Cosa chiede? “Chiedo di essere ricevuta dalle istituzioni e se nessuno lo farà, andrò a Roma e mi incatenerò. Chiedo a sindaci, assessori, al presidente Luca Zaia se possano ascoltare questi genitori per far sì che la legge possa fare giustizia”.
Non c’è mai stata coincidenza tra giustizia e legalità. “No. Ma se qualcuno ha commesso un errore nei termini perché non deve pagare?”.
Chi ha sbagliato? “A noi è stato detto che con la scusa dei quattro anni la pena viene sospesa. È stato condannato con rito abbreviato, si rende conto?”.
Quando è finito in carcere? “Il 14 ottobre scorso e il 20 è stato liberato. Ha fatto sei giorni. Praticamente un giorno a testa per i ragazzi e per la sopravvissuta, anche lei è una vittima”.
La vita di ciascuno vale un giorno. “Sì secondo chi ha dato questa pena sì. La vita delle persone vale un pezzo di carta”.
Eppure qualcuno ha parlato di giustizia fatta.“Ma quale giustizia? Ognuno vive il proprio lutto alla propria maniera. Io vado in cimitero la mattina e la sera perché per me è come fargli il letto. Se non lo faccio mi sento in colpa. Gli incidenti poi sono sempre più”.
Come quello di Francesco Valdiserri. “Sì, chi l’ha investito da ubriaca è ai domiciliari. Stiamo scherzando?”.
Marinica era ubriaco? “Non si è nemmeno fermato. E loro sono rimasti lì ad annegare. Sa cosa significa annegare? Io vorrei chiederlo ai giudici. E se fosse stato vostro figlio?”.
Cosa ricorda di quella notte? “Mio marito è luogotenente dei carabinieri. Fu avvisato dai colleghi.
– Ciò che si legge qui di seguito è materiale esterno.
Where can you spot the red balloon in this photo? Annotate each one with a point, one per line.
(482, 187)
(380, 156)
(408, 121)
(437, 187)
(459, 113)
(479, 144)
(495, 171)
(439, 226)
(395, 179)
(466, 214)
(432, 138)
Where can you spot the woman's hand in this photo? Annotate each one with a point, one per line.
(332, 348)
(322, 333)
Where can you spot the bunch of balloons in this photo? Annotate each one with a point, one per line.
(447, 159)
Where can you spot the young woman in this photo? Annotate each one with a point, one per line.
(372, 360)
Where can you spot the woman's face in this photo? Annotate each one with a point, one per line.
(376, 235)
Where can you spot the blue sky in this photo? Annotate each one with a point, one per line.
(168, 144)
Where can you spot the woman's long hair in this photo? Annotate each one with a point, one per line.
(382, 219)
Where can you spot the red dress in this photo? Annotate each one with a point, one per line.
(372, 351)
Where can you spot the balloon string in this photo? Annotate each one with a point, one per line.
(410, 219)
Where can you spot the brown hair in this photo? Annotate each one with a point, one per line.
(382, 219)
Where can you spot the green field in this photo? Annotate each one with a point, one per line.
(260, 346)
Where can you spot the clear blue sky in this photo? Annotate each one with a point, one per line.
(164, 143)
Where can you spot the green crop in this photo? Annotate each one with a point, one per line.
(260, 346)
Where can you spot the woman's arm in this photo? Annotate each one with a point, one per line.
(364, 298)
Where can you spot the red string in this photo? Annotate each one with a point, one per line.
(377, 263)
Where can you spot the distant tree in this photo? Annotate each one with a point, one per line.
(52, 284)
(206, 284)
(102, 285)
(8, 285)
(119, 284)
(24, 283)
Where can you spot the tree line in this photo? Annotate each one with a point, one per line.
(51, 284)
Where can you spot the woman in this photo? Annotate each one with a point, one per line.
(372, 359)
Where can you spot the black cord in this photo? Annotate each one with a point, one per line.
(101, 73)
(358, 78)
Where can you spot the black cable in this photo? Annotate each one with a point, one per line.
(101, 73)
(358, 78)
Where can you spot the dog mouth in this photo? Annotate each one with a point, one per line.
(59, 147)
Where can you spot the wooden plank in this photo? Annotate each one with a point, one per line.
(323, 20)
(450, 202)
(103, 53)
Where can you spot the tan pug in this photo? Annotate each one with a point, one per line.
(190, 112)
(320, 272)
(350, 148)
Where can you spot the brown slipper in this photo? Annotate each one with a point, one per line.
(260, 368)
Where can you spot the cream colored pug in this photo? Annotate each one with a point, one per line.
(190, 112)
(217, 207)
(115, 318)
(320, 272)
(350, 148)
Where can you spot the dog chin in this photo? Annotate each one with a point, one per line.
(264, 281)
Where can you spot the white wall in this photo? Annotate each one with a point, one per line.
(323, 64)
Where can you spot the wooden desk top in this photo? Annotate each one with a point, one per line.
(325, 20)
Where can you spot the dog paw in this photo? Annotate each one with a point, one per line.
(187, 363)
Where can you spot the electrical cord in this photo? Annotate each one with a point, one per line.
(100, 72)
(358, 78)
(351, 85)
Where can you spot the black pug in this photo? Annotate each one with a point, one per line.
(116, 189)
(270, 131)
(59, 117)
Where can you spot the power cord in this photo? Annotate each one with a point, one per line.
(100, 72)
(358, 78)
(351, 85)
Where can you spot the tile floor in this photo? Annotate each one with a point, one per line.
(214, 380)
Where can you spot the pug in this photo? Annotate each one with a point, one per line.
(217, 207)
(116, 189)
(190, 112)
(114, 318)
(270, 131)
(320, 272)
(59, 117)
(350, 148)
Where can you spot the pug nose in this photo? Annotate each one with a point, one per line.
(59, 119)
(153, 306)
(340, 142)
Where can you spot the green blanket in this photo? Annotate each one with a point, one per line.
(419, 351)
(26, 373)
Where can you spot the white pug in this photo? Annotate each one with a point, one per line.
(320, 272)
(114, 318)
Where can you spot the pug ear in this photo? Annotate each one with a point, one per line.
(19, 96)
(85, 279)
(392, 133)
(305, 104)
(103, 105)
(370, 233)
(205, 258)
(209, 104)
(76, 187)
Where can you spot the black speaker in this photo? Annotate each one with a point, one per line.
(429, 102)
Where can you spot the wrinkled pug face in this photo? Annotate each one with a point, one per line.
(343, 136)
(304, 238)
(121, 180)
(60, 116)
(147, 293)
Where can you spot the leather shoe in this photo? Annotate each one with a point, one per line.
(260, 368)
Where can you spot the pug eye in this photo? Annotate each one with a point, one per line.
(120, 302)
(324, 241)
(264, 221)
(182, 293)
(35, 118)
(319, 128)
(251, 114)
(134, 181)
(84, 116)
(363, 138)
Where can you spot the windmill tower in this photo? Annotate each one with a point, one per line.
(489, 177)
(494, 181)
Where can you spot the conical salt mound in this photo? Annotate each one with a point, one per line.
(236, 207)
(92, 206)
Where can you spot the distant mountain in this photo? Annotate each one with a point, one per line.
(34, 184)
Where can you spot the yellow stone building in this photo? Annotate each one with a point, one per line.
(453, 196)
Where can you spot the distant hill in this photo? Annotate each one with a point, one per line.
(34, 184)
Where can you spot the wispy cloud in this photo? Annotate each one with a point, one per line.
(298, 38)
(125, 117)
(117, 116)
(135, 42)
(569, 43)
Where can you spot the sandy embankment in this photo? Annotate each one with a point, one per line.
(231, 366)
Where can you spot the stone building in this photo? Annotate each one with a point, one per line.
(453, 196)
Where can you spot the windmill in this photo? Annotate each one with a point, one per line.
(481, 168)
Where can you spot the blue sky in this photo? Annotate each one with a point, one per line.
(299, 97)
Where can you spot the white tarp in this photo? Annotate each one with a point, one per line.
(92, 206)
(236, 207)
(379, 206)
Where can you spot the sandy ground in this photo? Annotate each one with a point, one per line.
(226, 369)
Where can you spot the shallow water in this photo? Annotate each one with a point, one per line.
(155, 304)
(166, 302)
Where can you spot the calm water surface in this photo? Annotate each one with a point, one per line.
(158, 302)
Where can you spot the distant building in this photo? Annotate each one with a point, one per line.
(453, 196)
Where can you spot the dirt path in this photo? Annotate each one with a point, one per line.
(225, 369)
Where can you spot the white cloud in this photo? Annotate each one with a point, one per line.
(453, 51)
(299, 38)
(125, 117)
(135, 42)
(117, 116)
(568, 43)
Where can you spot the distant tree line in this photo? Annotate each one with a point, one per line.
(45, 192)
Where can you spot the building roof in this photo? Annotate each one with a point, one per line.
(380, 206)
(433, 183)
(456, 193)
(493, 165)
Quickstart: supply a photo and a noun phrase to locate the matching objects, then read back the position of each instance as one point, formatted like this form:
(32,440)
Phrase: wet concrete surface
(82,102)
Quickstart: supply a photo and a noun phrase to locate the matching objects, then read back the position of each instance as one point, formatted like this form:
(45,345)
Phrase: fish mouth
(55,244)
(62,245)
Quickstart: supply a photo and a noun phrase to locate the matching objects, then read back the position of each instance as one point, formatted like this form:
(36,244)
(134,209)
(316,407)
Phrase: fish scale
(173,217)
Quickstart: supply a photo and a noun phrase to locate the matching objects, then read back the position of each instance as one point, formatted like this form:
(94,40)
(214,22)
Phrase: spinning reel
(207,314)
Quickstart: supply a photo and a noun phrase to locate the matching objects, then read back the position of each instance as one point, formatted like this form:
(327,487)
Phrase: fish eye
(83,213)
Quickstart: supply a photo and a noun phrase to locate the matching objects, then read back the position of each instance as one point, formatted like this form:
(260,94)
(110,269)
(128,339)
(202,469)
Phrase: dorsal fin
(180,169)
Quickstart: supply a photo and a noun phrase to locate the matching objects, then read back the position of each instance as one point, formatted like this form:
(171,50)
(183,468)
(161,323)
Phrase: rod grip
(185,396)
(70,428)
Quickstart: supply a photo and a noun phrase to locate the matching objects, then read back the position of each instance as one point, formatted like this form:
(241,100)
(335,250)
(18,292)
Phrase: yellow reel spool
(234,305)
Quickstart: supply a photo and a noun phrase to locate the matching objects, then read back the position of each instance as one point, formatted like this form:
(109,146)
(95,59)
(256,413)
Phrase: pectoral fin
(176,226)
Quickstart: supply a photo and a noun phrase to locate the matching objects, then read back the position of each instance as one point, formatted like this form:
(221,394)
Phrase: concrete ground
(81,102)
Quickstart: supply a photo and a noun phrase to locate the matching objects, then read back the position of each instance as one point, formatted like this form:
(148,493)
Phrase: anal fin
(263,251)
Io ero tranquilla perché mio figlio mi aveva detto che andavano a mangiare la pizza da Eleonora – una delle vittime ndr. Poi in pronto soccorso ho sentito mio marito dire: “Riccardo non c’è più”. Io chiedevo è morto? È morto? Non ricordo più nulla, mi sono svegliata con i macchinari addosso. Mia figlia mi disse: “Papà mi ha detto una bugia di 4 parole”. “Quali?”, “Riccardo non c’è più”. “No, le risposi, papa non ti ha detto una bugia, è la verità”.